After a few hours of debate about HB 100, the House gave the initial green light to enact a statewide law.

"Statewide regulation for TNC has become the best practice across the country," said Rep. Chris Paddie, R-Marshall.

Paddie's bill brings Transportation Networking Companies, or TNC's, under Texas regulators' control, while requiring them to pay fees to the state.

The bill requires annual background checks, but not fingerprinting, which has been at the core of much of the debate in Texas and across the country.

Efforts to tack on language that would require, or make optional, fingerprint background checks failed.

"We need to make sure that we're protecting citizens of this state and at least allow the cities to protect their citizens so we don't have people getting in the car with folks they shouldn't be getting in the car with," said Rep. Yvonne Davis. D-Dallas.

Paddie stood firm in his opposition to fingerprints, saying he didn't believe they'd make TNC's safer.

Another amendment that was squashed aimed to level the playing field for traditional taxi's to compete with the increasing popularity of ride hailing companies.

Taxi companies have been critical of Uber and Lyft's refusal to operate under Austin's fingerprint rules.

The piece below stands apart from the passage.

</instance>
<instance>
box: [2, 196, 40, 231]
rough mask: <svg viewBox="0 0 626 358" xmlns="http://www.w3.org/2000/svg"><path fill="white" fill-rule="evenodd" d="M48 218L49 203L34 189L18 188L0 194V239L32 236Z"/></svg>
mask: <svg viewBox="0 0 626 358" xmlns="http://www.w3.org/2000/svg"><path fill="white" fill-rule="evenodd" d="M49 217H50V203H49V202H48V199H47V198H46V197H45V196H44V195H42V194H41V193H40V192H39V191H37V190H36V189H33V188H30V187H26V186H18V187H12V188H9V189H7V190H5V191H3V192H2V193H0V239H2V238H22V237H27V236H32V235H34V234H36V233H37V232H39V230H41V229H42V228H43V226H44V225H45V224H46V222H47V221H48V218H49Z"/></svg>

An amendment that did pass, defining 'sex' as the physical condition of being male or female as it pertains to ride-hailing. 

"I just want to define what 'sex' means to keep, clean, clarification for drivers, owners of the business and customers," said Rep. Tony Tinderholt, R-Arlington.

In the end, the House overwhelmingly approved the bill -- fingerprintless.

Paddie says 41 other states have a framework for how to regulate TNC's, and that none of them require fingerprint background checks. He added that 20 cities in Texas currently regulate them at the local level.